A three-way valve is disclosed having flow ports that are co-planar and a unitary actuation stem made of a material such as a fluoropolymer that is resistant to caustic fluids commonly used in the semiconductor industry. The three way valve does not require a diaphragm, and thus occupies a smaller footprint relative to standard diaphragm-type valves. The stem is designed to accommodate valving portions or “poppets” that can be assembled by hand, without need for special tooling. The valve body may also be made of a fluoropolymer, and may be either machined or molded to form.
The present invention generally relates to valves. More particularly, this invention relates to three-way poppet style valves utilizing valve stems to control the flow of fluid between a common port and two other ports.BACKGROUND OF THE INVENTION
Various types of valves are used in the semiconductor industry to transport fluids, three-way valves that switch between alternate sources of fluids. It is important that the number of potential leak paths between the source paths be kept to a minimum due to the highly caustic nature of the fluids often used in the semiconductor industry.
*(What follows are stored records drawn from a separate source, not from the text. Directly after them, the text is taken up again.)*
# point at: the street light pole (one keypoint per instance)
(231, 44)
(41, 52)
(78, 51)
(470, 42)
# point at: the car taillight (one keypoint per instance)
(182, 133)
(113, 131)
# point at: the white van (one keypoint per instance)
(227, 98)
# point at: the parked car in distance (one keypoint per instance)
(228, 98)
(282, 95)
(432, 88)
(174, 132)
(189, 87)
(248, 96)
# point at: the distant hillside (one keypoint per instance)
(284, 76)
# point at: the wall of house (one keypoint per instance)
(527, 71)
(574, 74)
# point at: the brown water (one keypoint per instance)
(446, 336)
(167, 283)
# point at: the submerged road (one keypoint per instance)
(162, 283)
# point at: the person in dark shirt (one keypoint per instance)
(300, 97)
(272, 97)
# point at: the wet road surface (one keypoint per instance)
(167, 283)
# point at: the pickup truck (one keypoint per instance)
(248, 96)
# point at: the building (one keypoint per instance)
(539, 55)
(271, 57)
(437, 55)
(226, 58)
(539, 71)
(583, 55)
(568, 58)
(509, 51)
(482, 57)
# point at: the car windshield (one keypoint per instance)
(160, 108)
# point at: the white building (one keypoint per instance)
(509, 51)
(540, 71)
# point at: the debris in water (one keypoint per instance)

These valves must be made of materials highly resistant to the caustic fluids. Contact with metal parts is generally to be avoided. The components which contact the fluids are typically formed of fluoropolymers such as perfluoroalkoxy (PFA), polyvinylidene (PVDF), or polytetrafluoroethylene (PTFE).
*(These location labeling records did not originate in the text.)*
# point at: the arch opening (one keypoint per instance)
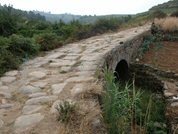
(122, 71)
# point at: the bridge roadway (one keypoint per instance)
(29, 96)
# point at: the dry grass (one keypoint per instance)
(169, 24)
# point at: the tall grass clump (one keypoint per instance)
(119, 103)
(168, 24)
(148, 40)
(127, 109)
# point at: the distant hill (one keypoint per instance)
(69, 17)
(167, 7)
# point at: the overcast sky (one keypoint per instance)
(85, 7)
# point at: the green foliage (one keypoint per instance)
(156, 124)
(125, 107)
(47, 41)
(7, 61)
(66, 111)
(8, 22)
(22, 47)
(158, 14)
(119, 103)
(174, 14)
(103, 25)
(147, 41)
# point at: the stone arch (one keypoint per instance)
(122, 71)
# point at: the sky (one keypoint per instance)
(85, 7)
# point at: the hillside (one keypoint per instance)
(167, 7)
(85, 19)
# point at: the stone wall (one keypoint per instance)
(125, 51)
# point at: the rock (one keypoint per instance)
(38, 94)
(26, 122)
(77, 89)
(65, 69)
(69, 57)
(39, 84)
(55, 105)
(11, 73)
(41, 100)
(62, 63)
(59, 102)
(6, 106)
(37, 74)
(57, 88)
(8, 79)
(5, 95)
(54, 65)
(29, 89)
(55, 55)
(1, 123)
(30, 109)
(79, 79)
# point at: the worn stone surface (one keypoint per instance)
(30, 109)
(8, 79)
(6, 106)
(29, 89)
(12, 73)
(37, 74)
(5, 94)
(38, 94)
(77, 89)
(25, 122)
(41, 100)
(57, 88)
(58, 74)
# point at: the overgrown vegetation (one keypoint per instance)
(66, 111)
(25, 34)
(127, 109)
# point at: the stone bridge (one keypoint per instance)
(29, 96)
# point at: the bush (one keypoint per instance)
(22, 47)
(169, 24)
(103, 25)
(7, 61)
(47, 41)
(174, 14)
(158, 14)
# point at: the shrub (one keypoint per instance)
(103, 25)
(47, 41)
(7, 61)
(119, 103)
(22, 47)
(158, 14)
(66, 111)
(174, 14)
(169, 24)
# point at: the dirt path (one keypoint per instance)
(28, 96)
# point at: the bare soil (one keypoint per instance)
(163, 56)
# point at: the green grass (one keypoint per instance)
(125, 107)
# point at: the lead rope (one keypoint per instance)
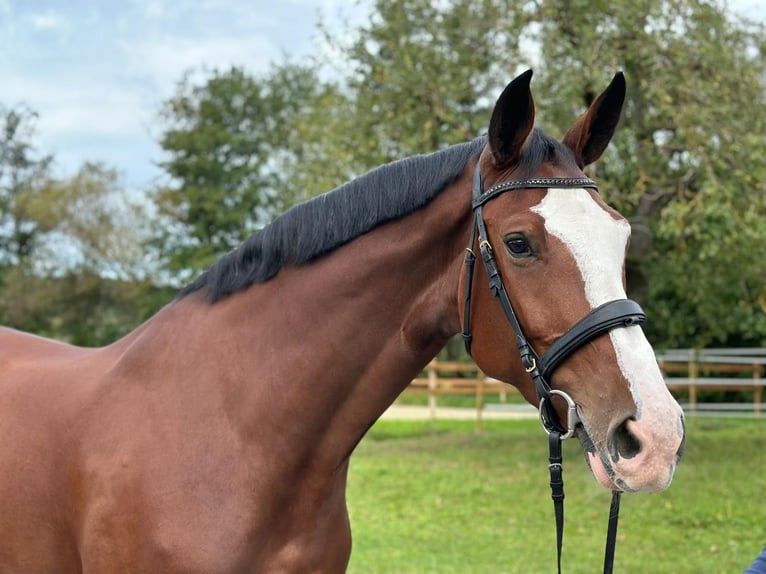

Many three-way valves utilize a “diaphragm” to provide a barrier between the controlled fluids and the actuation mechanism of the valve. For purposes of this application, a “diaphragm” is hereby defined as a thin-walled, flexible sheet having a stationary outer perimeter and a central portion that flexes in a direction normal to a plane defined by the outer perimeter. The diaphragm may have concentric recesses or corrugations that reduce strain on the diaphragm when flexed. A concern with diaphragm-type valves is the life of the diaphragm. The diaphragms are preferably circular in shape to avoid stress concentration zones during flexing, and are typically three or more diameters relative to delivery conduits to reduce the strain on the diaphragm during actuation. Thus, diaphragm valves tend to have large footprints relative to the flow passageway being controlled.
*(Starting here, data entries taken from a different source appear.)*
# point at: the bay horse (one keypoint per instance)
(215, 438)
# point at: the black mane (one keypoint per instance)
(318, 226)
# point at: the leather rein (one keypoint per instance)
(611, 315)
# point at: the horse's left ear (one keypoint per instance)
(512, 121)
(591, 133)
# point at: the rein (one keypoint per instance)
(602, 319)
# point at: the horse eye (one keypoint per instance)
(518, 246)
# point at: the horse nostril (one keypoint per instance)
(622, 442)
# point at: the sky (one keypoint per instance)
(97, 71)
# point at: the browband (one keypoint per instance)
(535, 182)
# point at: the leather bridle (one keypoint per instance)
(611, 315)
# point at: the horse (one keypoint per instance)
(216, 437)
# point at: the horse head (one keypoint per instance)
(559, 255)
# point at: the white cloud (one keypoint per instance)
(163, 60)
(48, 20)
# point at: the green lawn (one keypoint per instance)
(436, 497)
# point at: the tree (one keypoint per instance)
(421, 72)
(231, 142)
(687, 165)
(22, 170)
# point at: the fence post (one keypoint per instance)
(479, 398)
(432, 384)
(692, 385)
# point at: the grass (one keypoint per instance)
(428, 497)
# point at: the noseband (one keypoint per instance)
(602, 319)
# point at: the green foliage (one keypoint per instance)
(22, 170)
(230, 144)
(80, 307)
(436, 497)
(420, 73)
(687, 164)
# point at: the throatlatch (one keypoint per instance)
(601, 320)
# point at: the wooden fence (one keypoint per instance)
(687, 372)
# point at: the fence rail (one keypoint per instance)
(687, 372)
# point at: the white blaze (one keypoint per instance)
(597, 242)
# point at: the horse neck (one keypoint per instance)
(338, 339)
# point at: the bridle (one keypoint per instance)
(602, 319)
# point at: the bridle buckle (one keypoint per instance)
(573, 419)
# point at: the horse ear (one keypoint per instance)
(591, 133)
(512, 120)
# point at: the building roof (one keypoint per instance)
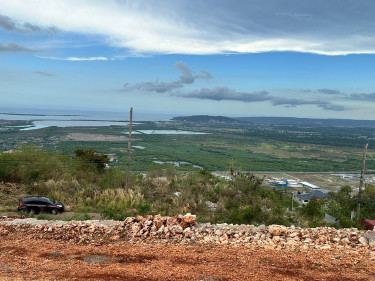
(308, 195)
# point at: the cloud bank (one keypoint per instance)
(223, 93)
(11, 25)
(12, 47)
(187, 76)
(335, 27)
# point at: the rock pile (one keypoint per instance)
(277, 236)
(183, 228)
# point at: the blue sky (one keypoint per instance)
(236, 58)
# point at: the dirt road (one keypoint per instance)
(24, 257)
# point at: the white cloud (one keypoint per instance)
(336, 27)
(76, 58)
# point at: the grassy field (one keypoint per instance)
(244, 147)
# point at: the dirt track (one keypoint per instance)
(23, 257)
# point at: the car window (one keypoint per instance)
(42, 202)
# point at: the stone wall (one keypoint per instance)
(184, 229)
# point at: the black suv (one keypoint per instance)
(40, 204)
Three-way valves, such as the model 704 pneumatic “stack valve” produced by Entegris, Inc. of Chaska, Minn., depicted in
Another aspect of the configuration depicted in
There is a need for a three-way stack valve that does not rely on press fit components for containing the caustic fluids associated with semiconductor processes, and which can be quickly and easily assembled within the valve body portion with a minimal number of steps.SUMMARY OF THE INVENTION
A three-way valve having passages in a coplanar arrangement for use with caustic fluids such as those used in semiconductor processing applications is disclosed. The valve features a valve body and a unitary valve stem molded or otherwise formed from a fluoropolymer plastic material. The valve stem has two poppets, one formed integral with the valve stem, the other configured to mate with the valve stem in a “snap-on” arrangement. The snap-on arrangement eliminates the need for a press fit assembly of the wetted portions of the valve.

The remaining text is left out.